Amerykańska stajnia potwierdziła w piątek, że Esteban Gutiérrez zostanie drugim zawodnikiem wchodzącego w przyszłym sezonie zespołu do Formuły 1.
Gutiérrez dołączy do Haas F1 Team po przejściu z Ferrari, gdzie w obecnym sezonie pełnił rolę kierowcy rezerwowego. Będzie on partnerem Romain Grosjeana, który już wcześniej został ogłoszony reprezentantem tej ekipy.
24-letni Meksykanin, który w samochodzie Ferrari miał okazję zasiąść jedynie podczas testów w Hiszpanii i Austrii, zadebiutował w Formule 1 w 2013 roku. Ze szwajcarskim zespołem spędził dwa sezony, po czym stracił on fotel kierowcy wyścigowego po bezpunktowej ubiegłorocznej rywalizacji. Pełnienie roli kierowcy rezerwowego stajni z Maranello sprawiła, że Gutiérrez stał się głównym kandydatem do zasilenia składu amerykańskiego zespołu. Z posadą kierowcy w tej ekipie łączeni byli także Jean-Éric Vergne oraz Kevin Magnussen, jednak potwierdzenie Meksykanina oznacza, że wspomniana dwójka musi szukać miejsca gdzieś indziej.

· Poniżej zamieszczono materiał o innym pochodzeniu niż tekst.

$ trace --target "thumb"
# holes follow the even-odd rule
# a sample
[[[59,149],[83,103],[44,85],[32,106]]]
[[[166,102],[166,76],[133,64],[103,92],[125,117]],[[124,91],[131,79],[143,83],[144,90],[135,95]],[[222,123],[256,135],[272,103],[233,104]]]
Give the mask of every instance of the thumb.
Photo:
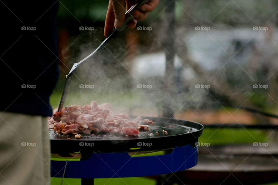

Jak dotąd najlepszym wynikiem Gutiérreza w Formule 1 to siódme miejsce zdobyte podczas wyścigu o Grand Prix Japonii w sezonie 2013.
„Poznałem Estebana dzięki naszej współpracy z Ferrari, a patrząc na to, jaki sukces musiał osiągnąć, by pełnić taką rolę w Ferrari stało si jasne, że jest on doskonałym wyborem dla naszego zespołu”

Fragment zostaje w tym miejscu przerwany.